How two Wrigley Field seats found a home in NASCAR driver Kurt Busch's yard

How two Wrigley Field seats found a home in NASCAR driver Kurt Busch's yard

Kurt Busch carried a cup of coffee to his back yard last Thursday, his eyes scanning the lake just beyond his putting green. He headed toward a pair of green stadium seats, numbered 107 and 108.

The previous weekend, Busch had finished third in NASCAR’S first race since the coronavirus shutdown. But when Busch returned to Darlington Raceway a few days later, he skidded to a 15th place finish. The next morning, it was time to decompress in his retired Wrigley Field seats.

“Those are my inspiration chairs,” Busch told NBC Sports Chicago.

Last week, NASCAR became one of the first American sports to return from the coronavirus pandemic hiatus. Busch has been posting race updates since then, but one Twitter video stood out: a shot of his Wrigley field seats.

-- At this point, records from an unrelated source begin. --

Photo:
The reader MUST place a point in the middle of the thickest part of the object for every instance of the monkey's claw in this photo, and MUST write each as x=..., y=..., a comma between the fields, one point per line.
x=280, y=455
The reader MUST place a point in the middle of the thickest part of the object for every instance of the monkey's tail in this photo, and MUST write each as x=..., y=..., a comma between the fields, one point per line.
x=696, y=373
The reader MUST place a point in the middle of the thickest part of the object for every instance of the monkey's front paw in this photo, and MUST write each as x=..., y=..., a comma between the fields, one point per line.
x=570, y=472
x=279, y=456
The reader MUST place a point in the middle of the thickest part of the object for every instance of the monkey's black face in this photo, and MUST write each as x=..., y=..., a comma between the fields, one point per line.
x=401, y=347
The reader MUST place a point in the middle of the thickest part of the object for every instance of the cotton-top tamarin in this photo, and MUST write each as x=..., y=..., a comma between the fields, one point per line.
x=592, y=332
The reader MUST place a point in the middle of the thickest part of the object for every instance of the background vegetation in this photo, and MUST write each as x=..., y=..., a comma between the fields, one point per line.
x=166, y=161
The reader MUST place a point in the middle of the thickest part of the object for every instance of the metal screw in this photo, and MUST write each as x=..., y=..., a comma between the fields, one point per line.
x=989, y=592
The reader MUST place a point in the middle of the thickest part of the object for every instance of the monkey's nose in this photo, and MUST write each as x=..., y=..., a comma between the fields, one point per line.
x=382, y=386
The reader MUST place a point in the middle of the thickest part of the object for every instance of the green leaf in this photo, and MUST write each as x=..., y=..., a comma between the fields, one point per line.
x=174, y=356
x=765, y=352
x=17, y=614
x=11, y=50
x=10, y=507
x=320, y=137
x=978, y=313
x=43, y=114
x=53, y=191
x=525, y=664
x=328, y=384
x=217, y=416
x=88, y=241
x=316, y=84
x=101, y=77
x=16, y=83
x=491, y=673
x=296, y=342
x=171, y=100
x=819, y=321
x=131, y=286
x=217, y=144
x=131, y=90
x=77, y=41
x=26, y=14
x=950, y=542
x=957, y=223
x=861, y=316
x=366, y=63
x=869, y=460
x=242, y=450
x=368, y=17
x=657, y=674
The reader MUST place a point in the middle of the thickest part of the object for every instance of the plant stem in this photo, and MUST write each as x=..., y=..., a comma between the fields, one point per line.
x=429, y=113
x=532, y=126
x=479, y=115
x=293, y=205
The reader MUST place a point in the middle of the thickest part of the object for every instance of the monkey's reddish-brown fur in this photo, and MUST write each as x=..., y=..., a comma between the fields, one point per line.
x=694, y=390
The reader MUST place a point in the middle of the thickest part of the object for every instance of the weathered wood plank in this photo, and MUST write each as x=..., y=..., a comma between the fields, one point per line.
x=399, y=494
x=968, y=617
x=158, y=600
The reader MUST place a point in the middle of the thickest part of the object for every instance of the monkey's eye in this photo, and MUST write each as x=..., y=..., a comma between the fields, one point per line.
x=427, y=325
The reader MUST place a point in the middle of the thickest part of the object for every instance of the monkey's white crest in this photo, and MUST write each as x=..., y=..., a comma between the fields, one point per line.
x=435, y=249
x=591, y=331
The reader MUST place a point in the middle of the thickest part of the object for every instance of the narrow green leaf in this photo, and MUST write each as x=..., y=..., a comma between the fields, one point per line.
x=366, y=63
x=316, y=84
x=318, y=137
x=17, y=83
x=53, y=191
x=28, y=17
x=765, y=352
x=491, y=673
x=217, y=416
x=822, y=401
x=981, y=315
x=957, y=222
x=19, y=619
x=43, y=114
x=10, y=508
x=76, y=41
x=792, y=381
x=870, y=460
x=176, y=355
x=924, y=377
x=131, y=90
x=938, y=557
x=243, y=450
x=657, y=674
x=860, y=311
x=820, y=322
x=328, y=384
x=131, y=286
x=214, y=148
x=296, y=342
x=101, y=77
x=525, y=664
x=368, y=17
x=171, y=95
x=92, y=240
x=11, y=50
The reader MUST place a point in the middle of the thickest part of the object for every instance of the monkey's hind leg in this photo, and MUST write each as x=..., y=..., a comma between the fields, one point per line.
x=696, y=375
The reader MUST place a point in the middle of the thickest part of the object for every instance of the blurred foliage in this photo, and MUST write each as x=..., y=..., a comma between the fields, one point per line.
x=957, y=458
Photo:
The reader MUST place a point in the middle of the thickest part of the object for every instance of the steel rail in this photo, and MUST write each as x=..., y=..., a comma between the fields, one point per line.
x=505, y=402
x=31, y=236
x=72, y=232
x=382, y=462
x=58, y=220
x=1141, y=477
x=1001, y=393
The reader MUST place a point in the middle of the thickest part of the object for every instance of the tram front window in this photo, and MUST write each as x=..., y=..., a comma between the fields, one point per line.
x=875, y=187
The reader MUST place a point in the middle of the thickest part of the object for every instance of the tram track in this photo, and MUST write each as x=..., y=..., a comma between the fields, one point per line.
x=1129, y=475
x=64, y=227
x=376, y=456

“I felt compelled to show everybody a bit more of my daily life after a race,” Busch said, “and my Wrigley Field chairs have always been my place of relaxation.”

As for how the seats came to be in his back yard in the first place, the short version is, they were a gift from Busch’s friend Steve Farmer three years ago. But that explanation doesn’t do the whole story justice.

Busch grew up in Las Vegas, but he had family ties to the Chicago suburbs. When Busch got home from middle and high school, and his parents were still at work, he’d position himself in front of the television, flipping through his family’s limited channels.

“Soap opera,” he said, miming the routine. “Soap opera. Soap opera. Cubs game. Something else. And I’m like, well, these Cubs must be good. They’re on TV every day.”

Busch’s fandom blossomed thanks to that TV, but he was in his 20s when he experienced his first game at Wrigley Field. Busch and a friend circled a Brewers game in between races. Next step, picking their seats.

“I want a cheap ticket,” Busch said, “I want to work my way up. I know I’m going to be coming back to Wrigley many a time.”

They arrived early, in time for a half-priced beer, and headed to the bleachers.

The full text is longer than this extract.